Stop TTIP!

Stop TTIP !

Heute sah ich im Rückfenster eines vor mir fahrenden Autos ein Schild "Stop TTIP" von einer ominösen europäischen Bürgerinitiative.

OMG -- was soll das, dachte ich.

Die Wirtschaft der Eurozone dümpelt am Rande der Deflation. Niemand will eigentlich genau wissen, wie hoffnungslos die Lage in Italien ist, einem Land, dessen ständig wachsende Staatsverschuldung wie das Schwert des Damokles über der Eurozone hängt. Mit Zähnen und Klauen bekämpfen dort die Interessengruppen jede noch so bescheidene Reforminitiative.
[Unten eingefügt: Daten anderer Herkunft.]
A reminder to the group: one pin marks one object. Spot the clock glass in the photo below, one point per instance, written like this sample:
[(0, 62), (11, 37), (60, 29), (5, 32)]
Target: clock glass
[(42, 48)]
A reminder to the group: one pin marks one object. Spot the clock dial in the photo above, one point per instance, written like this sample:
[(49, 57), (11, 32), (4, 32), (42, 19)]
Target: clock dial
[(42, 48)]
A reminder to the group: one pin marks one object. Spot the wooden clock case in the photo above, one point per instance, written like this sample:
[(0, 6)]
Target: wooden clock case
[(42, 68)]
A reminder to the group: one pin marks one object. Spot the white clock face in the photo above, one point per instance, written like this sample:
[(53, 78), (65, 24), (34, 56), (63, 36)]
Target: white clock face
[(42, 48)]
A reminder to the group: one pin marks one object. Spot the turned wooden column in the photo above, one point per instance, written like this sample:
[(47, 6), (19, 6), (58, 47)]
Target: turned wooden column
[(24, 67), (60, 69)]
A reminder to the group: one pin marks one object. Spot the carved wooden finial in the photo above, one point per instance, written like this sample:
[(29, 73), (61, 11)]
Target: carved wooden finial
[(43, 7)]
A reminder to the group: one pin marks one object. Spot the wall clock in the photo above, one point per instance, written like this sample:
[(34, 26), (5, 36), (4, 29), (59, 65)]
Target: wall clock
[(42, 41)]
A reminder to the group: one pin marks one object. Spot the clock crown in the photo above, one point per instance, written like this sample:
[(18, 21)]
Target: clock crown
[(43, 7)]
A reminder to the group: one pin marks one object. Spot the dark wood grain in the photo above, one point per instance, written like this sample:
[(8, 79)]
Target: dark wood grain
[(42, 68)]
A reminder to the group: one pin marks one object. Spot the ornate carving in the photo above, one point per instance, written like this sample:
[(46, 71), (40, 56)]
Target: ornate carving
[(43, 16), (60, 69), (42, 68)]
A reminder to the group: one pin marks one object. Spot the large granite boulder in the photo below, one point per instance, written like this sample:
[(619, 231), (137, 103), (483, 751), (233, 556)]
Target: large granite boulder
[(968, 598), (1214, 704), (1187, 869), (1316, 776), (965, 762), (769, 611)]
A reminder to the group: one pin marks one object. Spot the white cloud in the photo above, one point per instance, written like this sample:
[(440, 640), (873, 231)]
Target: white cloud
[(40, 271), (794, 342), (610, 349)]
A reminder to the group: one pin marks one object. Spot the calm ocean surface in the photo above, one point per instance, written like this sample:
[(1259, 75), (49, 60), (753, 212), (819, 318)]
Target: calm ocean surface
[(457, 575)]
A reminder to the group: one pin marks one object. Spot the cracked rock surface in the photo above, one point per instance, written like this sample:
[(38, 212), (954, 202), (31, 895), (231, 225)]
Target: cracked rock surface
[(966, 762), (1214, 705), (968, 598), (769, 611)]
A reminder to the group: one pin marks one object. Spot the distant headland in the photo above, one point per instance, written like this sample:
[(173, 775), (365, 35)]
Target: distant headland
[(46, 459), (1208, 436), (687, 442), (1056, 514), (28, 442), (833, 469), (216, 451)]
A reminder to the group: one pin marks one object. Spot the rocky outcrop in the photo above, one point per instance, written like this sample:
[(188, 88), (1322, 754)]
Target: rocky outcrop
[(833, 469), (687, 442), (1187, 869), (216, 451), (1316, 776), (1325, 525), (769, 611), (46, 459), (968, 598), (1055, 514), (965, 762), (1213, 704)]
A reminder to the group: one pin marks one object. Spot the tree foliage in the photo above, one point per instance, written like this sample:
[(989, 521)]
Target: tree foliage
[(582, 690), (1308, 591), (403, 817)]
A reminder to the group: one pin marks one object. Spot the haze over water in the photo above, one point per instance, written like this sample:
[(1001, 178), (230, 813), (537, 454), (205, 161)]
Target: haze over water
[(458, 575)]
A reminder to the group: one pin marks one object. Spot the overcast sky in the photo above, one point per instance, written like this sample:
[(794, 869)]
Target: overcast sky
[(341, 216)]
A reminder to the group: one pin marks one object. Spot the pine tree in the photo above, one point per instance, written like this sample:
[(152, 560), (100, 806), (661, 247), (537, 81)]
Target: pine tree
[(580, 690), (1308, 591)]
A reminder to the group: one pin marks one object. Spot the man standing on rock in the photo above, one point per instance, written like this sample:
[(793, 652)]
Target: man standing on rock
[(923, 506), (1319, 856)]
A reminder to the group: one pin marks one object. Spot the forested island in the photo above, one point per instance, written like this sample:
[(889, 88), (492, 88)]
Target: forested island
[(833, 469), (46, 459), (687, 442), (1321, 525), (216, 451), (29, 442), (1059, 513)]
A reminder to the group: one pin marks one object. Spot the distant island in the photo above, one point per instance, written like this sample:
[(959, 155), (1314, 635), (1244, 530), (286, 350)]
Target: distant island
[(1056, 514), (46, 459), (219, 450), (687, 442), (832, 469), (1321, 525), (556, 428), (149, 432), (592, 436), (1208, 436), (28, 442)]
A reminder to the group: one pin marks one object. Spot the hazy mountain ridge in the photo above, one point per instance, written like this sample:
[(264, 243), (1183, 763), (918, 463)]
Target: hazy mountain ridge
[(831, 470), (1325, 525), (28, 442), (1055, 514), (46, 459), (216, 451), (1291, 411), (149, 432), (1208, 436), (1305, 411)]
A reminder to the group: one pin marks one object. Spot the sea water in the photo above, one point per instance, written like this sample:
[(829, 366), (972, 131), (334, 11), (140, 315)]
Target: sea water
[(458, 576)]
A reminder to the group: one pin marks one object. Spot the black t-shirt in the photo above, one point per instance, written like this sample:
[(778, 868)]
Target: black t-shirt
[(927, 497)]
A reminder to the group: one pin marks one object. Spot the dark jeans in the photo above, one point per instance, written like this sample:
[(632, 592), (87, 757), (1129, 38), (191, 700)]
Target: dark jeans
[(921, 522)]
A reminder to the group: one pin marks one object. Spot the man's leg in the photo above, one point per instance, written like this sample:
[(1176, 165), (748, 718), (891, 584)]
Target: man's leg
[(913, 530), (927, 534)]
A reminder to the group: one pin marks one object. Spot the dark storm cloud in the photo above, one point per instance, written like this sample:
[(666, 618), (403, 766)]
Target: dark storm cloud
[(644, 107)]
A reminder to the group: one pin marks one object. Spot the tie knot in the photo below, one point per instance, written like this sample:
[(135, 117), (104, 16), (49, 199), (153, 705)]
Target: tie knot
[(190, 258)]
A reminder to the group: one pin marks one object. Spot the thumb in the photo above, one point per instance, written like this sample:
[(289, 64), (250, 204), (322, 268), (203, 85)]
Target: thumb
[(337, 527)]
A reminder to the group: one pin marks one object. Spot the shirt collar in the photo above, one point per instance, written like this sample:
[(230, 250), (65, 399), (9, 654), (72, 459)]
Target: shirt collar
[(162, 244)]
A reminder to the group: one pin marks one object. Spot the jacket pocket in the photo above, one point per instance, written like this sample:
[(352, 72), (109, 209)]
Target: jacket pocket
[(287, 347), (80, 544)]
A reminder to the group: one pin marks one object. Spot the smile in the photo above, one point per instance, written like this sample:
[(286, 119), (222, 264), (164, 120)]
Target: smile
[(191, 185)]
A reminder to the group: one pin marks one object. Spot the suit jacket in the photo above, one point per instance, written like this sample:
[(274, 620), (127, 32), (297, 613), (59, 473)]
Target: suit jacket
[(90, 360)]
Frankreich schiebt die längst überfälligen Reformen vor sich her wie einen Berg aus Hirsebrei. Griechenland braucht eine neue, dritte Rettungsaktion.

Während Euroland lustlos auf der Stelle tritt, melden die USA rasches Wachstum. Durch fracking gibt es plötzlich ein Überangebot an billiger Energie, das auf Wirtschaft und Privatleute wie eine unverhoffte Steuersenkung wirkt. Halbierte oder gedrittelte Energiekosten in Amerika wirken so, als ob man in Europa die Mehrwertsteuer um fünf oder mehr Prozent senken würde.

Egal wie man fracking ökologisch bewertet, wird in jedem Fall dadurch ein Wachstumsschub losgetreten. Europas Industrie verlagert in Eile Produktion in das Land der billigen Energie, wo im boom Profite winken, von denen man in Europa nur träumen kann.

Dieses Amerika bietet Europa die Hand zu einem Freihandelsabkommen, das die letzten Handelshemmnisse beseitigen soll. Nicht Asien gilt das Angebot. sondern dem alten Europa. Eine enorme Chance für uns, von der -- vielleicht nur vorübergehenden -- Dynamik Amerikas jetzt zu profitieren. Jedes Freihandelsabkommen, das lehrt die Erfahrung, beschert den Teilnehmern enormes Wachstum. Ohne viel Anstrengung, ohne grosse Reformen. Allein die Verdoppelung der Marktgrösse beschert den Verbrauchern schärfere Konkurrenz der Hersteller, die wiederum ihre Grenzkosten durch steigenden Absatz senken können. Eine echte win-win-Situation. Ein Geschenk des Himmels für eine in Lethargie und Stagnation gefangene Wirtschaft wie unsere, sollte man meinen.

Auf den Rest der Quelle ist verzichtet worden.